House Republicans advance tax overhaul; entire Kansas delegation supports it

The Capitol is seen in Washington, Wednesday, Nov. 15, 2017, as Republicans works on reshaping the tax bill. ( AP Photo/Jose Luis Magana)

Republicans in the U.S. House, including all four members from Kansas, voted Thursday to advance a tax overhaul bill that supporters say will stimulate the economy, but critics say is a giveaway for corporations and wealthy individuals.

The 227-205 vote, which fell largely along party lines, represents a major step toward fulfilling one of the GOP’s biggest campaign promises, although it remains to be seen whether a similar bill can pass the more closely divided U.S. Senate.

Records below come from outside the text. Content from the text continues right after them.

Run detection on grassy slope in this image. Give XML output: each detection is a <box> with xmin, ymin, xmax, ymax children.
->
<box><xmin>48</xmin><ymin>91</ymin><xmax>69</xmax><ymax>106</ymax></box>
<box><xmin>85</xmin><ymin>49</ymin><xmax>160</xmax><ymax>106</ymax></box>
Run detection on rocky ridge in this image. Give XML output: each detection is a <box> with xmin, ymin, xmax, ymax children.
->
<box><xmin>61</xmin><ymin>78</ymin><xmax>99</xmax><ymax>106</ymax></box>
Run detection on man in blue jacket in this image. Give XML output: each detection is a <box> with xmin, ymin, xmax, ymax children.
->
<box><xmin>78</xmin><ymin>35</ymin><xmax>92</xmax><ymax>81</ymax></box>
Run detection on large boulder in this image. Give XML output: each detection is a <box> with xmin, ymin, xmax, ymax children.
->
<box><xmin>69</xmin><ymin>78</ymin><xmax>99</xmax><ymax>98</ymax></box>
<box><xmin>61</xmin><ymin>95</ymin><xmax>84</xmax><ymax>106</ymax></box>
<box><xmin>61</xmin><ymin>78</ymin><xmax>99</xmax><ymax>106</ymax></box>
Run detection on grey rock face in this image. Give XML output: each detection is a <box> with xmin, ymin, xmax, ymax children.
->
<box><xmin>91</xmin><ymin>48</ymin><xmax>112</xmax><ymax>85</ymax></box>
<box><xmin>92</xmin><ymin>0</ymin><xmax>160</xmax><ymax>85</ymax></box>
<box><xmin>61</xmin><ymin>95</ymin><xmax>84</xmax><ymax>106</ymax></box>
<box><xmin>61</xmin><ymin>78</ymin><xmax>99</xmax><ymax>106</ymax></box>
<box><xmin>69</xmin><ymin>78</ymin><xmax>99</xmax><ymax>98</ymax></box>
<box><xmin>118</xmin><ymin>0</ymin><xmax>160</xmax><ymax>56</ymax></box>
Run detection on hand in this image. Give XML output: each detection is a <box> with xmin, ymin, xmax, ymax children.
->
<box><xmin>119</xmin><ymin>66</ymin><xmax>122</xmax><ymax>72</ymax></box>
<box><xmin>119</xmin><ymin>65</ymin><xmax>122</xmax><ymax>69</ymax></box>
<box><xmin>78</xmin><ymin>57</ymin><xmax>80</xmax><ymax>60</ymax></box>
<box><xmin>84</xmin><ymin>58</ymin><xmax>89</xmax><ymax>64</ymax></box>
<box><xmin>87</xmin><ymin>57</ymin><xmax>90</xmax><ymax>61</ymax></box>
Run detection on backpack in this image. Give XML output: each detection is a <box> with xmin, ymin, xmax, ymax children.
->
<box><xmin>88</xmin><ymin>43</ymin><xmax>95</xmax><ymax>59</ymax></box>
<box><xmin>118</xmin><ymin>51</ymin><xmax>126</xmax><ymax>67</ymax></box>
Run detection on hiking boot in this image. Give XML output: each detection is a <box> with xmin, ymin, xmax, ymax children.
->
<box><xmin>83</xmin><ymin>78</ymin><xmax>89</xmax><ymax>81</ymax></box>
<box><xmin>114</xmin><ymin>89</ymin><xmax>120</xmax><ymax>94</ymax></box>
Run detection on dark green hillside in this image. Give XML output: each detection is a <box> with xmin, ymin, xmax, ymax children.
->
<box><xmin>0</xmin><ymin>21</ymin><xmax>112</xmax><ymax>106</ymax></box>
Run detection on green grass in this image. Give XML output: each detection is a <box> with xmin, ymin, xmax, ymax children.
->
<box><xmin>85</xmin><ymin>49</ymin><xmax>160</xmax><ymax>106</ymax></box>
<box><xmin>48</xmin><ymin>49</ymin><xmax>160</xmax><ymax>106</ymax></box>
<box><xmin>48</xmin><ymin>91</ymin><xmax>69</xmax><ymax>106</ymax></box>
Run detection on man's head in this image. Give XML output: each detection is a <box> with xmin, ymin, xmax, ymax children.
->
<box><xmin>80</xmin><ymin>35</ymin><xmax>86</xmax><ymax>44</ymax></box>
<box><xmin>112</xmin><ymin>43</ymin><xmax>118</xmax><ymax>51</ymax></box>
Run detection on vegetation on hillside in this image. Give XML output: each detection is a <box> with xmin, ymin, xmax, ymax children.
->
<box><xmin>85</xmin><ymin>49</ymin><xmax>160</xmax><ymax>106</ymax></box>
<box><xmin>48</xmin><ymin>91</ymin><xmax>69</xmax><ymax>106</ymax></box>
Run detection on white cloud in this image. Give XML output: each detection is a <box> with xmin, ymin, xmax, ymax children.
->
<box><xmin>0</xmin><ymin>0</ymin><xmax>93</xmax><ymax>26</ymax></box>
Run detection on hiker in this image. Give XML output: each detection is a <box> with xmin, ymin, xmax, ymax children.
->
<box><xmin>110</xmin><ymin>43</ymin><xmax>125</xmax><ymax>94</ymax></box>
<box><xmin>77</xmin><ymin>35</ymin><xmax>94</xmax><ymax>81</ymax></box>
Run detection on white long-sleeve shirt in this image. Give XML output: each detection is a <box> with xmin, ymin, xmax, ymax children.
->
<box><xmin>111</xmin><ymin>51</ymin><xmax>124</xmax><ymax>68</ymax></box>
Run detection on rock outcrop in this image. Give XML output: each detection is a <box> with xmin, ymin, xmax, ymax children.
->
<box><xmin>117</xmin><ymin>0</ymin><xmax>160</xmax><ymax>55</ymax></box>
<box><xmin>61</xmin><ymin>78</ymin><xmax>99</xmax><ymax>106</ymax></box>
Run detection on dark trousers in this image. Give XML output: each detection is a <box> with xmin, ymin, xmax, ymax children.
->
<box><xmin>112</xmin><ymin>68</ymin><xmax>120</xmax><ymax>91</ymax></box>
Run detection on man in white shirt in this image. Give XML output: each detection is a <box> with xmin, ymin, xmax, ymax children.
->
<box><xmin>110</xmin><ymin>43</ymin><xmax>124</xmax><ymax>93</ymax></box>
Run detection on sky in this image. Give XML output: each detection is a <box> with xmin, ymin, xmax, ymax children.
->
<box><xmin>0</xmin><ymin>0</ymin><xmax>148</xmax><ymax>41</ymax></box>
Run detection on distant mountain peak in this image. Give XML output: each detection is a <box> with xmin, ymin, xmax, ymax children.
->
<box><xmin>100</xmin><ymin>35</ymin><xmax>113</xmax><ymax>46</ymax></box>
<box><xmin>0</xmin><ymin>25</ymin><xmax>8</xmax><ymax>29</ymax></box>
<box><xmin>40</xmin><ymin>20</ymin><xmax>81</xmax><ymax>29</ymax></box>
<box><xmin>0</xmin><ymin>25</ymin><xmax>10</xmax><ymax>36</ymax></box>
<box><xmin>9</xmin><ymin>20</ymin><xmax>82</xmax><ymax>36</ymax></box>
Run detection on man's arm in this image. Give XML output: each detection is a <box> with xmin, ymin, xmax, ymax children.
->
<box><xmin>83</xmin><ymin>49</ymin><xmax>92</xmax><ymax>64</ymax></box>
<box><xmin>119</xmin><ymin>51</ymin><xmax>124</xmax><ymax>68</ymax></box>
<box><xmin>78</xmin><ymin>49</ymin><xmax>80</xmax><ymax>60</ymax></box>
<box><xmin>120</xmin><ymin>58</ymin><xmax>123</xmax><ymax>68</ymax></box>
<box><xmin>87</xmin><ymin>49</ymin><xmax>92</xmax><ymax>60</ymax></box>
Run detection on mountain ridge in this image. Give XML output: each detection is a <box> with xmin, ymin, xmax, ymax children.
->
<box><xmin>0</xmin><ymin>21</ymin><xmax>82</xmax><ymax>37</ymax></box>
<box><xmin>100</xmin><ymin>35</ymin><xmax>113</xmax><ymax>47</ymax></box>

“As a CPA and a member of the House Ways and Means Committee, reforming our tax code has been a priority of mine during my entire service here in Congress,” Rep. Lynn Jenkins, R-Topeka, said in a speech on the floor of the House. “Our current tax code is broken, and I’ve heard from thousands of Kansans in my district who are frustrated with the status quo.”

Other members of the Kansas delegation in the House — Reps. Kevin Yoder, of Overland Park, Roger Marshall, of Great Bend, and Ron Estes, of Wichita — all Republicans, have issued statements in recent weeks indicating they intended to support the tax bill.

The bill contains several provisions that critics have said are similar to the state-level tax policies that Republican Gov. Sam Brownback championed in 2012, and which the GOP-dominated Kansas Legislature largely repealed this year, overriding Brownback’s veto.

U.S. Rep. Lynn Jenkins, R-Topeka, speaks on the floor of the House in favor of a Republican-backed overhaul of the federal income tax code.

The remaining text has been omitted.